6. SolarEdge Technologies, Inc. (NASDAQ:SEDG)
Number of Hedge Fund Holders: 27
Decline in Share Price YTD: 66%
SolarEdge Technologies, Inc. (NASDAQ:SEDG) markets semiconductor equipment to the solar industry. On December 7, investment advisory Roth MKM maintained a Neutral rating on SolarEdge Technologies, Inc. (NASDAQ:SEDG) stock and raised the price target to $80 from $60.
Among the hedge funds being tracked by Insider Monkey, London-based investment firm Impax Asset Management is a leading shareholder in SolarEdge Technologies, Inc. (NASDAQ:SEDG) with 939,386 shares worth more than $121 million.
In addition to ZoomInfo Technologies Inc. (NASDAQ:ZI), Paycom Software, Inc. (NYSE:PAYC), and Enphase Energy, Inc. (NASDAQ:ENPH), SolarEdge Technologies, Inc. (NASDAQ:SEDG) is one of the best tech stocks to buy on the dip.

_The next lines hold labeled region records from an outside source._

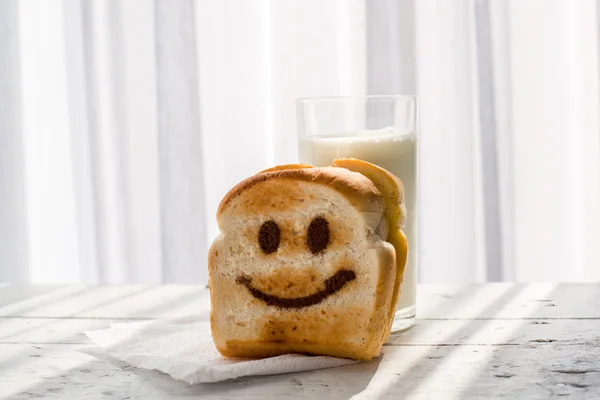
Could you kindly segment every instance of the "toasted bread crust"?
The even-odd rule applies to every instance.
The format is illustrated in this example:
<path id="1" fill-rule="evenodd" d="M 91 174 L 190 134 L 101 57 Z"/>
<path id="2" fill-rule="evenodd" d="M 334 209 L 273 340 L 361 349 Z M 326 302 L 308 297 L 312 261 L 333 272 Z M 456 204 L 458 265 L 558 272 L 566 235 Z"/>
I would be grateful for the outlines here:
<path id="1" fill-rule="evenodd" d="M 219 204 L 217 220 L 232 199 L 257 183 L 271 179 L 289 179 L 330 186 L 342 193 L 361 212 L 382 212 L 383 201 L 377 187 L 362 174 L 345 168 L 294 168 L 261 172 L 235 185 Z"/>

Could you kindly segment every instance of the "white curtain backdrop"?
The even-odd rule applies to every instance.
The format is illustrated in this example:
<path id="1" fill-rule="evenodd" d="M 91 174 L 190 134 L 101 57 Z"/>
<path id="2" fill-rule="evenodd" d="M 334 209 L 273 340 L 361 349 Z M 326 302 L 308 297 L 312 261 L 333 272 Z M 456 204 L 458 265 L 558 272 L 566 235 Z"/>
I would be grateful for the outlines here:
<path id="1" fill-rule="evenodd" d="M 294 99 L 418 94 L 421 282 L 600 280 L 596 0 L 0 0 L 0 281 L 201 283 Z"/>

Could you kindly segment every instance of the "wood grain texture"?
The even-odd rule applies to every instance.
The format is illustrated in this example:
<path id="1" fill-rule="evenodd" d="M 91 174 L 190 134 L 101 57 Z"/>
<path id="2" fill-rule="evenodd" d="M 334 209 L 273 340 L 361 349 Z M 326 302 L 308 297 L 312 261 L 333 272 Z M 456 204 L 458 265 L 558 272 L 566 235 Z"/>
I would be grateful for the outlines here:
<path id="1" fill-rule="evenodd" d="M 415 327 L 341 368 L 189 386 L 83 335 L 208 312 L 198 286 L 0 287 L 0 398 L 600 398 L 600 286 L 419 288 Z"/>

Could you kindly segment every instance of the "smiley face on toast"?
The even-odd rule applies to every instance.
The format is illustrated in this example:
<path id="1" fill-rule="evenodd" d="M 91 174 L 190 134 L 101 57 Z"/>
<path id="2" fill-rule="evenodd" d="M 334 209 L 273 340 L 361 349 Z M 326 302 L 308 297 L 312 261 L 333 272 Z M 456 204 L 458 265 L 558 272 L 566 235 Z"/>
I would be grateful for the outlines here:
<path id="1" fill-rule="evenodd" d="M 211 328 L 223 355 L 378 354 L 396 255 L 368 178 L 337 167 L 267 170 L 234 187 L 217 220 Z"/>

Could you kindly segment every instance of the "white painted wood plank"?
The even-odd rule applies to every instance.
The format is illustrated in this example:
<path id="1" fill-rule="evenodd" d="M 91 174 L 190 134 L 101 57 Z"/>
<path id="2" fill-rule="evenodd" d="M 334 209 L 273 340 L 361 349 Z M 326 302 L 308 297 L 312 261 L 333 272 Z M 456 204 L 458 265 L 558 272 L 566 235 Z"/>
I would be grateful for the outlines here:
<path id="1" fill-rule="evenodd" d="M 422 285 L 419 318 L 600 318 L 598 284 Z"/>
<path id="2" fill-rule="evenodd" d="M 199 285 L 65 286 L 6 304 L 0 317 L 161 318 L 208 307 L 208 290 Z"/>
<path id="3" fill-rule="evenodd" d="M 0 317 L 158 318 L 190 315 L 207 307 L 208 289 L 199 285 L 0 288 Z M 417 316 L 600 318 L 600 285 L 420 285 Z"/>
<path id="4" fill-rule="evenodd" d="M 600 347 L 386 347 L 341 368 L 189 386 L 81 345 L 0 344 L 0 398 L 465 399 L 600 396 Z M 90 351 L 90 350 L 86 350 Z M 93 353 L 92 353 L 93 354 Z"/>
<path id="5" fill-rule="evenodd" d="M 206 315 L 206 314 L 205 314 Z M 206 317 L 208 317 L 206 315 Z M 83 332 L 110 319 L 0 318 L 0 343 L 92 343 Z M 386 345 L 600 345 L 600 320 L 418 320 Z"/>

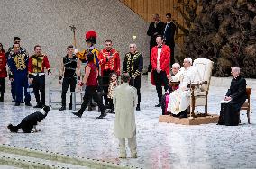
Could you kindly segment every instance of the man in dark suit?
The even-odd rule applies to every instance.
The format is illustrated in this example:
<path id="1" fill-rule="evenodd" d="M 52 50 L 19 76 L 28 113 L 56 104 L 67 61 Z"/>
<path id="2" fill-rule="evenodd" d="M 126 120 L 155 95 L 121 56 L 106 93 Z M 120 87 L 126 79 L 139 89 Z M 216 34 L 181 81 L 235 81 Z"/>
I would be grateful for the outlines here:
<path id="1" fill-rule="evenodd" d="M 147 34 L 151 37 L 150 42 L 150 55 L 151 54 L 151 49 L 157 45 L 156 36 L 162 35 L 164 31 L 164 22 L 160 20 L 159 14 L 153 14 L 154 22 L 151 22 Z M 151 59 L 150 59 L 151 60 Z M 151 63 L 150 62 L 148 72 L 152 69 Z M 147 74 L 147 73 L 146 73 Z"/>
<path id="2" fill-rule="evenodd" d="M 162 85 L 165 91 L 168 89 L 168 76 L 169 76 L 169 48 L 163 44 L 163 38 L 158 35 L 156 38 L 157 46 L 152 48 L 151 61 L 152 73 L 151 75 L 151 83 L 156 85 L 159 103 L 155 107 L 161 106 Z"/>
<path id="3" fill-rule="evenodd" d="M 170 66 L 175 63 L 174 60 L 174 35 L 176 31 L 176 25 L 172 22 L 171 14 L 167 13 L 166 14 L 166 24 L 163 31 L 163 37 L 165 40 L 165 44 L 169 47 L 170 49 Z"/>
<path id="4" fill-rule="evenodd" d="M 239 124 L 239 111 L 244 103 L 246 95 L 246 80 L 240 76 L 238 67 L 231 67 L 233 79 L 224 100 L 221 102 L 221 111 L 218 124 L 237 126 Z"/>

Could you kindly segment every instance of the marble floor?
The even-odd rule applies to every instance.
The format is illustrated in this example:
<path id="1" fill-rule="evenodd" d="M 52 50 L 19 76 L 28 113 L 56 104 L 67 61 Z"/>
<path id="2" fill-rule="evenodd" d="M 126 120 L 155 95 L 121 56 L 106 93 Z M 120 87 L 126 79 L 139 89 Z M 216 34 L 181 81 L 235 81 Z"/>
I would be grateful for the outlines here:
<path id="1" fill-rule="evenodd" d="M 218 113 L 225 87 L 211 86 L 209 112 Z M 256 168 L 256 113 L 247 124 L 245 111 L 237 127 L 205 124 L 184 126 L 159 123 L 160 108 L 155 108 L 155 88 L 142 77 L 141 111 L 136 111 L 138 158 L 118 158 L 118 140 L 114 136 L 114 115 L 97 120 L 97 111 L 85 111 L 82 118 L 71 111 L 51 111 L 41 124 L 41 131 L 10 133 L 8 123 L 16 124 L 34 112 L 32 107 L 15 107 L 8 87 L 0 104 L 0 144 L 49 150 L 87 158 L 99 159 L 145 169 L 155 168 Z M 35 105 L 34 96 L 32 103 Z M 256 108 L 252 95 L 252 110 Z M 197 109 L 196 111 L 202 109 Z M 127 151 L 129 152 L 129 150 Z M 128 156 L 130 155 L 128 154 Z"/>

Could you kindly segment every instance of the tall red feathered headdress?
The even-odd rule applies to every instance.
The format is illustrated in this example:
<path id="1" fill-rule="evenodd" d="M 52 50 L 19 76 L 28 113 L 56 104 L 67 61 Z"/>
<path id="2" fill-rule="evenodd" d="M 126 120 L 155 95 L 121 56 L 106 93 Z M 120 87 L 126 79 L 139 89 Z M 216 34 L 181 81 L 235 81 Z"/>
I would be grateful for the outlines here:
<path id="1" fill-rule="evenodd" d="M 96 43 L 96 32 L 93 30 L 86 32 L 85 38 L 87 42 Z"/>

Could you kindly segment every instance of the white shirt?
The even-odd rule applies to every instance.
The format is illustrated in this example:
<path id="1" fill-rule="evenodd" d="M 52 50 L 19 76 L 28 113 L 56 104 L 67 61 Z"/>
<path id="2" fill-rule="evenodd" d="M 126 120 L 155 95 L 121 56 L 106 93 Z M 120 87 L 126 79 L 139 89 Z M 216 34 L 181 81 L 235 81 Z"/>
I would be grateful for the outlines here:
<path id="1" fill-rule="evenodd" d="M 160 67 L 160 56 L 161 53 L 161 48 L 158 48 L 157 67 Z"/>

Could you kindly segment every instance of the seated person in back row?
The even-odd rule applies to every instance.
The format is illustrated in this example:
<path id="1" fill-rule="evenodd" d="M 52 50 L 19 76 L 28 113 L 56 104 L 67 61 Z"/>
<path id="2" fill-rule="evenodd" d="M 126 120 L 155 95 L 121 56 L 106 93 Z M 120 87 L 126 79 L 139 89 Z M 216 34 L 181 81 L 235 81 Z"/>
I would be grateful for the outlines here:
<path id="1" fill-rule="evenodd" d="M 240 68 L 238 67 L 231 67 L 231 74 L 233 78 L 231 81 L 230 88 L 221 102 L 219 125 L 237 126 L 240 120 L 240 109 L 247 98 L 246 80 L 240 76 Z"/>
<path id="2" fill-rule="evenodd" d="M 178 63 L 174 63 L 171 66 L 171 72 L 170 72 L 170 76 L 175 76 L 178 70 L 180 68 L 180 65 Z M 167 108 L 167 102 L 166 101 L 169 101 L 169 95 L 171 92 L 173 92 L 174 90 L 176 90 L 178 86 L 169 86 L 169 89 L 166 91 L 165 94 L 162 96 L 161 98 L 161 110 L 162 110 L 162 115 L 166 115 L 169 114 L 166 111 Z M 168 99 L 168 100 L 167 100 Z"/>
<path id="3" fill-rule="evenodd" d="M 169 94 L 167 111 L 175 117 L 187 118 L 187 110 L 190 105 L 190 90 L 187 87 L 192 83 L 197 74 L 197 68 L 192 66 L 192 59 L 184 59 L 183 67 L 170 78 L 170 81 L 179 81 L 179 87 Z"/>

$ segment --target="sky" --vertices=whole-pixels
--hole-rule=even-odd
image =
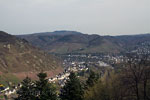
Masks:
[[[150,33],[150,0],[0,0],[0,30],[10,34]]]

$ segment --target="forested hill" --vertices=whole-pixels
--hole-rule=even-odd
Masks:
[[[51,53],[119,53],[134,50],[137,45],[150,42],[150,34],[100,36],[76,31],[55,31],[19,35],[34,46]]]
[[[0,31],[0,74],[51,71],[57,74],[61,62],[33,47],[24,39]]]

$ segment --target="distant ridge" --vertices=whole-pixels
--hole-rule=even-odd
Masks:
[[[50,53],[120,53],[133,50],[139,43],[150,41],[150,34],[100,36],[76,31],[54,31],[19,35],[34,46]]]

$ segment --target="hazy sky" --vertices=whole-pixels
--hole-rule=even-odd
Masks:
[[[0,30],[150,33],[150,0],[0,0]]]

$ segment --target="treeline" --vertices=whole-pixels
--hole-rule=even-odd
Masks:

In its Q3 2023 investor letter, ClearBridge Investments, an asset management firm, highlighted a few stocks and SolarEdge Technologies, Inc. (NASDAQ:SEDG) was one of them. Here is what the fund said:
“Solar energy technology companies SolarEdge Technologies, Inc. (NASDAQ:SEDG) and Shoals, meanwhile, saw headwinds from destocking in the U.S. and Europe. U.S. demand could slow further due to new net metering rules that reduce the value to consumers from sending excess residential solar energy back to the grid. SolarEdge, which makes inverters for solar systems as well as residential and commercial battery systems, is also facing rising battery competition in the U.S. from Tesla.”